The company, which supplies free household goods to vulnerable people setting up home, was at risk of folding due to becoming a target of crime - but was saved three months ago when businessman Gary Hawkins offered the Stallings Lane site to Mr Tracey for rent at a third of the normal commercial rate.

Property developer Mr Thomas, aged 36, of Fens Crescent, Pensnett, who also owns up to having fallen foul of the law in years gone by, donated around £10,000 cash into renovating the Stallings Lane site for its charitable role and a further £15,000 worth of vehicles to help with the collection of household goods.

He now helps Mr Tracey to run Good News Recycling, which has linked up with Dudley Police's Offender Management Team to give people trying to turn their lives around a chance to use their skills to renovate furniture that can then be sold, some of it through the Born Again shop, run by Michael Ashman and Courtney Green in aid of CIA in Dudley Road, Brierley Hill.

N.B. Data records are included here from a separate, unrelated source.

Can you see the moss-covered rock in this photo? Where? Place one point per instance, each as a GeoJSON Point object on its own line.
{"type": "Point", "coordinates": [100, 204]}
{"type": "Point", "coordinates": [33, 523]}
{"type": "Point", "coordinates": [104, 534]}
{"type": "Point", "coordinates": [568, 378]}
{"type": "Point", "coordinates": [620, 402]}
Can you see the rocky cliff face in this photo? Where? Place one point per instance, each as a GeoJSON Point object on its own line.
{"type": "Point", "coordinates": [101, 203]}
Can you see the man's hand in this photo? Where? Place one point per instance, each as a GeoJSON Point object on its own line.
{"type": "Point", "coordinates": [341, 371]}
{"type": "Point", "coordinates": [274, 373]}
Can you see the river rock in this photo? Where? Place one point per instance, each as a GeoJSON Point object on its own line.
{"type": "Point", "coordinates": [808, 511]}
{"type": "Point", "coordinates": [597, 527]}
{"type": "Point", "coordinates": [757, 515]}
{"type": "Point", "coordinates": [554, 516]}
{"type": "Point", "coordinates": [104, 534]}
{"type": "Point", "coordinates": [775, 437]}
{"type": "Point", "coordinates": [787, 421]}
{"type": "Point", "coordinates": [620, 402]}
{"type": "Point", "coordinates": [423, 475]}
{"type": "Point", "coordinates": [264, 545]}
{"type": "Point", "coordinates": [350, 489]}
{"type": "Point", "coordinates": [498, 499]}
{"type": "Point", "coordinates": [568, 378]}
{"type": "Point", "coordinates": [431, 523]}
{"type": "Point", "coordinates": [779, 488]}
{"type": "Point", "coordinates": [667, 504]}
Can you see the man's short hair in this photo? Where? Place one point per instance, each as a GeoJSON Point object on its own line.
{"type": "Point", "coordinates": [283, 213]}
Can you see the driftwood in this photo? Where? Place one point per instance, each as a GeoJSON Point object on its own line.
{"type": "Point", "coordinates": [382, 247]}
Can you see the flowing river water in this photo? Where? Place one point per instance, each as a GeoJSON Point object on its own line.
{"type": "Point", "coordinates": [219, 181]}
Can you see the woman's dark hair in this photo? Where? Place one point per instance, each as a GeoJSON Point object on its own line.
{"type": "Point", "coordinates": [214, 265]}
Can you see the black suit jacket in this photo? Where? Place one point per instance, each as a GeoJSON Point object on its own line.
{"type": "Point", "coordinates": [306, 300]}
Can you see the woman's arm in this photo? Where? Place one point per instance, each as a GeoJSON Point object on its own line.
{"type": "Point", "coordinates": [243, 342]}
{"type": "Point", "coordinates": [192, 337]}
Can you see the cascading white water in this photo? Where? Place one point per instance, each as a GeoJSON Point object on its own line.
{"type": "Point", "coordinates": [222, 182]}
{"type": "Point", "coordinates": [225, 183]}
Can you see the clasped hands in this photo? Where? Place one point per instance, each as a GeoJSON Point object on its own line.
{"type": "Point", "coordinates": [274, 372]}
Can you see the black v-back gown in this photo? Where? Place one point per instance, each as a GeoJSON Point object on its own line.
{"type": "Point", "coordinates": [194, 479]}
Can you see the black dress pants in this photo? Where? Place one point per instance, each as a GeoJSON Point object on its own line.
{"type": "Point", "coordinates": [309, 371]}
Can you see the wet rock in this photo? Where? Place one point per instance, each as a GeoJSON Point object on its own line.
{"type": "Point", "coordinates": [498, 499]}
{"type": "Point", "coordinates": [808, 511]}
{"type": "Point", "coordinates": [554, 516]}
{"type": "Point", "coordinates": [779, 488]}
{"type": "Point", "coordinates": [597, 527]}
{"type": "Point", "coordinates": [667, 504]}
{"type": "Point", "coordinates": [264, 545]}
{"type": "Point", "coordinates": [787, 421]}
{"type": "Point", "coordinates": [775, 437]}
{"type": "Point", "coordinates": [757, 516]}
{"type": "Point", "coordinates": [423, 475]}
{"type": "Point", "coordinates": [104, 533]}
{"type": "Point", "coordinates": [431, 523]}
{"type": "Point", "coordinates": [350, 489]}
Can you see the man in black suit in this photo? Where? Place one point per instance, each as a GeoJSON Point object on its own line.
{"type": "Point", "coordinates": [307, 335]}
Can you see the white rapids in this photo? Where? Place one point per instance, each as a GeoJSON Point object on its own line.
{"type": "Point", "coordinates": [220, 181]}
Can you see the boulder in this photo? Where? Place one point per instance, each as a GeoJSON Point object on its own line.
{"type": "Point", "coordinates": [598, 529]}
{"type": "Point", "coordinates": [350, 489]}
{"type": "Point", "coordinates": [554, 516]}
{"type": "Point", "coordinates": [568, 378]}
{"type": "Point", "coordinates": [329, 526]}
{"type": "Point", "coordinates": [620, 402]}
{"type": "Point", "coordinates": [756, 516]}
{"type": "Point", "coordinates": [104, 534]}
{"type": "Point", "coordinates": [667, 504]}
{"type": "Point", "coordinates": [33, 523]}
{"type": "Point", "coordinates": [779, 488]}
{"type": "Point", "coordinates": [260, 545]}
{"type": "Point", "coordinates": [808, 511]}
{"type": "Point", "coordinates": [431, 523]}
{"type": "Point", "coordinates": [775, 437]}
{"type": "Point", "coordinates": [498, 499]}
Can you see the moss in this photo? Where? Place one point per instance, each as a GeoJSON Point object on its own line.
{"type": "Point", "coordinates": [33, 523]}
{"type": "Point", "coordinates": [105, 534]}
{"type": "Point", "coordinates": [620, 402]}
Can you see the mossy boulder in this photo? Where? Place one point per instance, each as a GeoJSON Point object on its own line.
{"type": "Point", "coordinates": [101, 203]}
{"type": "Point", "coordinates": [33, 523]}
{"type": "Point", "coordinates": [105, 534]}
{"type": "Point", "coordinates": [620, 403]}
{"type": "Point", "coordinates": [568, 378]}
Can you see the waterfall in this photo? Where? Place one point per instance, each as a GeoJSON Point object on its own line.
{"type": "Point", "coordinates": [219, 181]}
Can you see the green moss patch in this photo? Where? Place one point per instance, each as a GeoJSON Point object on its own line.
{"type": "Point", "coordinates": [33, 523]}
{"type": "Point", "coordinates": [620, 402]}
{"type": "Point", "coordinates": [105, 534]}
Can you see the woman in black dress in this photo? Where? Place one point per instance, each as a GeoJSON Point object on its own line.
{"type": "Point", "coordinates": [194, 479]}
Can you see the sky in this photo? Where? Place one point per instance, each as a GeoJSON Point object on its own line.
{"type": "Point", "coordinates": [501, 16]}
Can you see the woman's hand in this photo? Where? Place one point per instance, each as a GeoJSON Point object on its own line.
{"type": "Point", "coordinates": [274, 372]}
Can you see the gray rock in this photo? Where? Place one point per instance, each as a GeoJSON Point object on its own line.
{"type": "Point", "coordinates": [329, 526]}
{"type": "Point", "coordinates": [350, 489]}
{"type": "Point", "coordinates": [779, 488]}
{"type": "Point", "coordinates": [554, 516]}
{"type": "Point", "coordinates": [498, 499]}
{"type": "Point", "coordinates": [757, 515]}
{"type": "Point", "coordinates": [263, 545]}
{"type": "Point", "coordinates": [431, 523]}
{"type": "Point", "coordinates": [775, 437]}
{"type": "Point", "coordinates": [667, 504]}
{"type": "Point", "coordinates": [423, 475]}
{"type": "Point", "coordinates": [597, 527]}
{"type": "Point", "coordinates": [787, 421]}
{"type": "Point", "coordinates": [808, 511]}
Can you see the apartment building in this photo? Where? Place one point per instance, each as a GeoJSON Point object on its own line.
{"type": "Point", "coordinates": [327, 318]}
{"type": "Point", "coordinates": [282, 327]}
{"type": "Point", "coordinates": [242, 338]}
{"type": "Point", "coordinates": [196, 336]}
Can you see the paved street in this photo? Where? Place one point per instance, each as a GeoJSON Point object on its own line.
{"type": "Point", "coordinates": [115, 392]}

Mr Tracey fell into a life of crime in the early 1990s when he ran a door security agency for nightclubs in Birmingham and Walsall, culminating in a terrifying car chase along the M1, during which he fired a hand gun at the other vehicle.

The escapade landed him with a 12-month prison sentence for firearms offences and violent disorder.

But his life turned around after the birth of his son, Harvey, 12 years ago.

"I didn't want him to end up like me," said Mr Tracey, who lives by "sofa surfing" around the homes of friends, spending several days a week with his son in Dudley.

"At the time I was on the run and living in fear for my life and then one day I answered the door - a can of beer in one hand and a spliff in the other - to a politician, who got his wife to ring me.

"The phone call lasted about four hours, during which I confessed everything and she asked me if I knew the Lord Jesus.

"Eventually I fell to my knees and felt the holy spirit come over me.

"Later I became a scrap man but when I found how much was being thrown away and wasted I offered some of it to the Brierley Hill Project, which helps vulnerable families.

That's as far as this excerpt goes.